In the beginning, the first known use of editing was attempted by a man named Edwin S. Porter. Porter began using editing in 1896 with projections movies at first. With his engineering skills and interest in film making he was the first documented user of editing. Whilst working as a projectionist, one of Porter’s many duties included the illegal duplication of Melies films. He would take apart one act reels and combine several of these into a fifteen minute program. (www. earlycinema. com) This is the birth of editing.
Now we use techniques such as 180 degree rule, cross cutting, cutaway, and dissolve just to name a few. (www. hubpages. com) More and more use of cross cutting editing is prevalent in today’s’ films because they are great for actions scenes especially. In Crash (2005) this is the editing practice used the most although it’s not an action packed movie. These seamless cuts from scene to scene make for the illusion of time passed and plot development. This film also uses quick takes a lot as well, cutting to the next scene almost instantly with no delay.
For this film, quick takes are especially useful to demonstrate the tension and direction from scene to scene. The director does an excellent job manipulating the viewers’ feelings by, in almost every scene, having very racially different actors and actresses portraying the racial indifference and stereotypes discussed in our society today. This intensifies almost every scene with tension and the feeling in some viewers’ eyes that “ I’ve been there” feeling. In almost every scene the director utilizes the use of visible sound.
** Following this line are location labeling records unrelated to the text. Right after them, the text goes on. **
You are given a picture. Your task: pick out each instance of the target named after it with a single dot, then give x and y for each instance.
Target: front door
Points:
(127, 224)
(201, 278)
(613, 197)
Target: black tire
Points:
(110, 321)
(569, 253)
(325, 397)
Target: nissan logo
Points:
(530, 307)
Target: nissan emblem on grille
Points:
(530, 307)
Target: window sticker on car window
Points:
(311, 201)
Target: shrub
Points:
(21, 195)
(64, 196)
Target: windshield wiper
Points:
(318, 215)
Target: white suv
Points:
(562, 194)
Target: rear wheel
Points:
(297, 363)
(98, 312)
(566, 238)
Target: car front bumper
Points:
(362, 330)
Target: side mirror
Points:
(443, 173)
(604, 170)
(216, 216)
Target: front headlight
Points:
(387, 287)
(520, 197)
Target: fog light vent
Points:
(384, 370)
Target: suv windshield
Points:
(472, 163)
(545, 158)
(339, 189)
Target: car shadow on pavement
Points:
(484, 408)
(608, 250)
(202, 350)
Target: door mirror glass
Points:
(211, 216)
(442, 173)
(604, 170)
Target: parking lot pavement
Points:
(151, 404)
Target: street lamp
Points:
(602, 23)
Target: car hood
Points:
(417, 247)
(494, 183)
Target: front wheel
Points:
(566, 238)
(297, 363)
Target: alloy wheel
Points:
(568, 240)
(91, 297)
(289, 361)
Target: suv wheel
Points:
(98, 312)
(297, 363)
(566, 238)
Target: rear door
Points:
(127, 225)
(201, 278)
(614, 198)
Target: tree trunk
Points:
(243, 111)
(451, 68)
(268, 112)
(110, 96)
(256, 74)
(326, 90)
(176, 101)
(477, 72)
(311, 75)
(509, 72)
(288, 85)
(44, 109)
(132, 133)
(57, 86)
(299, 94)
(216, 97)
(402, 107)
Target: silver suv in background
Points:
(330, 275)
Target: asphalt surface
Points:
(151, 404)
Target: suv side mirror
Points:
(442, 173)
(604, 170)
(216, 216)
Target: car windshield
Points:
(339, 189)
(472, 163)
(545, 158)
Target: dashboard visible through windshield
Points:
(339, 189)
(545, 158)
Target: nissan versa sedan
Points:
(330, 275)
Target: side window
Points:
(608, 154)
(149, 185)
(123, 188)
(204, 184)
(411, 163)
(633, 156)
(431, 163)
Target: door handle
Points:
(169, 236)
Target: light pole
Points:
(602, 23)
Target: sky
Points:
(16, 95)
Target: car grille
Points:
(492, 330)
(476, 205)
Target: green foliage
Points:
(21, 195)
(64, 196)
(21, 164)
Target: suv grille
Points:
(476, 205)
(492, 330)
The direct sound the audience needs to hear is doming mainly from characters in each scene. This movie also has a few scenes where invisible sound is used but it is at a minimum. The music chosen for this film in some scenes illustrate the director’s intent on bringing out the drama in this film. In the scene where the black couple is harassed by the police, soft opera music is played to illuminate the tension on screen between the actors. This is just one example of many in which the director uses music and tone to illuminate to the viewer that climax or action on screen.